Susan’s Girl’s 1973 4-year-old season continued on a high note when she won the
Santa Maria, Santa Margarita and Santa Susana Stakes at Santa Anita with consummate ease. But there was a penalty to be paid for her dominance, as she was to carry punitive weights at
Hollywood
Park. Though never off the board, she lost her next four starts, carrying as much as 130 lbs. and conceding as much as 28 lbs. to her rivals. However, after once again taking a badly needed midsummer break, she went east and won the Susquehanna Handicap, and then beat Summer Guest once again in the
Delaware Handicap under 127 lbs. This victory was not only another crucial point in winning another championship, but it was also a turning point in my career; with considerable reluctance I, resigned as her trainer to accept that position for the powerful Phipps stable. Susan’s Girl, again as a result of punitive weights, suffered two defeats after this, but finished the year by winning the Spinster Stakes and her second Eclipse Award.

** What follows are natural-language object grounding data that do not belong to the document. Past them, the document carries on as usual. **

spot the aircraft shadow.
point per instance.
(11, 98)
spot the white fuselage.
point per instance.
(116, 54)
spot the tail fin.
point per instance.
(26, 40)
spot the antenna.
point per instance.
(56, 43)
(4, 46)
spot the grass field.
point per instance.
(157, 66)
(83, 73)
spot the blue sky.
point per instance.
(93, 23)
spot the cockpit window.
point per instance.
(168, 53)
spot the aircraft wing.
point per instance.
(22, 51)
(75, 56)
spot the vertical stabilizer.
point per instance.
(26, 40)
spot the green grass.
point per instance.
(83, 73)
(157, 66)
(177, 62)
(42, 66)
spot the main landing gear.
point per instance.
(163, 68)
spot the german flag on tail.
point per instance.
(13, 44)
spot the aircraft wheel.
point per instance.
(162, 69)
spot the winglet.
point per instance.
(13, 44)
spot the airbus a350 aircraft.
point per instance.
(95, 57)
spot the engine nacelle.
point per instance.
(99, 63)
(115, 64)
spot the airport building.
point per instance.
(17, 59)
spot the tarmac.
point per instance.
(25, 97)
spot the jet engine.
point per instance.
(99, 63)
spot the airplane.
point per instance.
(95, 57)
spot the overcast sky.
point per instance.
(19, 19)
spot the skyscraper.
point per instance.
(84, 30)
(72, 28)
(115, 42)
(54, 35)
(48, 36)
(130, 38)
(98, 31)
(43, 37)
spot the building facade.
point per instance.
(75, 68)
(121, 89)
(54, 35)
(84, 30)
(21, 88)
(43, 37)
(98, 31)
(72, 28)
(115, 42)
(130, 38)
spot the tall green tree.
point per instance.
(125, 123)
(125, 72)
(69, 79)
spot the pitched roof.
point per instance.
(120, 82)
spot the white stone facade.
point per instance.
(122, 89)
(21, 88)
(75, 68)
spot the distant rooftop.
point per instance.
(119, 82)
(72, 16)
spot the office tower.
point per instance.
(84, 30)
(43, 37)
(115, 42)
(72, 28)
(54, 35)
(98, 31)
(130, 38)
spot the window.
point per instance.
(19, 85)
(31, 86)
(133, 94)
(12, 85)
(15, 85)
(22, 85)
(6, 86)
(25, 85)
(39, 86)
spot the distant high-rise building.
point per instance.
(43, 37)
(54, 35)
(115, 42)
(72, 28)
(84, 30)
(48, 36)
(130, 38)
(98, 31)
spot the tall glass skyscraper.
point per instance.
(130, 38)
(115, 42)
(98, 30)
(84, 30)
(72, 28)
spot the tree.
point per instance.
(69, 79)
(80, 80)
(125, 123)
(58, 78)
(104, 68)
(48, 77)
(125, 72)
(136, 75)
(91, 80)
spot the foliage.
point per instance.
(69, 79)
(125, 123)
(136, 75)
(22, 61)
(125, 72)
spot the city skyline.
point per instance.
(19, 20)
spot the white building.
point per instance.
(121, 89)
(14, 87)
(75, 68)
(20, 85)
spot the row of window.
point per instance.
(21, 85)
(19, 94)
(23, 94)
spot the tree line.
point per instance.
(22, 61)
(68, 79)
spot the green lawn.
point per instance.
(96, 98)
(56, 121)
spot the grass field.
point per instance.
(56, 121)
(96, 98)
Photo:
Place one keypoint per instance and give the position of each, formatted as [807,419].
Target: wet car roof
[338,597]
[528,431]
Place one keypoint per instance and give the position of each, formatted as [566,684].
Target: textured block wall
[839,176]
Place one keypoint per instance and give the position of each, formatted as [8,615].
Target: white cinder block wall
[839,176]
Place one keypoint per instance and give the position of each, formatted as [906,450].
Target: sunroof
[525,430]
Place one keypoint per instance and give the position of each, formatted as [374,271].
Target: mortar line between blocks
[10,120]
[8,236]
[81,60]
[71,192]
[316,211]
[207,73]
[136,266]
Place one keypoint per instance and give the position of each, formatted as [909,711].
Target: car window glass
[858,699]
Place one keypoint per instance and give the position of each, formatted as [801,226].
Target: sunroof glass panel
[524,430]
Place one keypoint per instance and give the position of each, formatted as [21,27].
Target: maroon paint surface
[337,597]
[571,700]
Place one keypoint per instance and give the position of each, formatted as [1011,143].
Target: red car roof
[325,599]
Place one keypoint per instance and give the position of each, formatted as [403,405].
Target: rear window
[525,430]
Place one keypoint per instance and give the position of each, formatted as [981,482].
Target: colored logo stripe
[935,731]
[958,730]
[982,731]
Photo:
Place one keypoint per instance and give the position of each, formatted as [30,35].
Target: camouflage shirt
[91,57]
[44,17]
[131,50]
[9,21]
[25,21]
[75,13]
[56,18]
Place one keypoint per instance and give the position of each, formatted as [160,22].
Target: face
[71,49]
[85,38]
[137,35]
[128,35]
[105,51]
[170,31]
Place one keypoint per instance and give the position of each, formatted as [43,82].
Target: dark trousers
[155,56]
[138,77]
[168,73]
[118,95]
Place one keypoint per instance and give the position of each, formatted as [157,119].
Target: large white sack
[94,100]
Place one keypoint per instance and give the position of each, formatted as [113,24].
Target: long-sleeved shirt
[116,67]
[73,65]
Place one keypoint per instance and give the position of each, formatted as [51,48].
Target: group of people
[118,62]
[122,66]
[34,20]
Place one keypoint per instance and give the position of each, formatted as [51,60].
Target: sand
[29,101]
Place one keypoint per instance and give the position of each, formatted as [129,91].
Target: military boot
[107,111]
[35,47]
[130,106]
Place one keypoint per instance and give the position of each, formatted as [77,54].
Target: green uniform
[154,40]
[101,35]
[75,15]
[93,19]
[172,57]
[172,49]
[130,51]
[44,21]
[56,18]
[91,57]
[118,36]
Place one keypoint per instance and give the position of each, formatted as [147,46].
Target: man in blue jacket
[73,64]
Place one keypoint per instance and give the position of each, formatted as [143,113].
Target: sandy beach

She started her 5-year-old season, again at Santa Anita, with only two wins from six starts, but more misfortune was to come. By spring, it was discovered that she had suffered her only major injury, a fractured sesamoid. After surgery performed by Dr. Robert Copelan and a frighteningly long convalescence during which she almost died, she proved that she was as durable as her remarkable owner, who died in 2000, almost 25 years later, at 102. But in 1975, Susan’s Girl had only a few more dollars to earn to become the first American-raced distaff millionaire, so, at the age of 6, she returned to the races.
Starting at Santa Anita in January, she was to finish her career at Aqueduct the following November, and as a tribute to the skill of Dr. Copelan, she never missed a dance in between. She ran 17 times that season, winning seven, including the Beldame, the Delaware Handicap and the Spinster Stakes, each for the second time; the Long Beach and Apple Blossom handicaps; and the Matchmaker Stakes, where the purse included a breeding right to Secretariat.
Hooper elected to hedge some risk and used the Secretariat season on another mare, producing a useful stakes winner from the mating. Hooper’s homebred Tri Jet, a multiple Grade I stakes winner that I also had the good fortune to train, and who also had benefited from surgery by Dr. Copelan, was the surrogate for Secretariat and covered Susan’s Girl. The resultant foal was a top class 2-year-old that won the Hopeful Stakes, the Belmont Futurity and the
Champaign. Named for the good doctor, Copelan, it seemed ironic that he should prematurely end his career due to injury.
Susan’s Girl won stakes from six furlongs (1:08:3/5) to a mile and a quarter (2:00:3/5), on dirt and on turf. She was the first filly ever to win $1 million exclusively in
America, the first horse to win Eclipse Awards in three separate years, and was inducted into the National Museum of Racing’s Hall of Fame in 1976 on the first ballot. She died in 1988 at Hooper’s Farm, the place of her birth.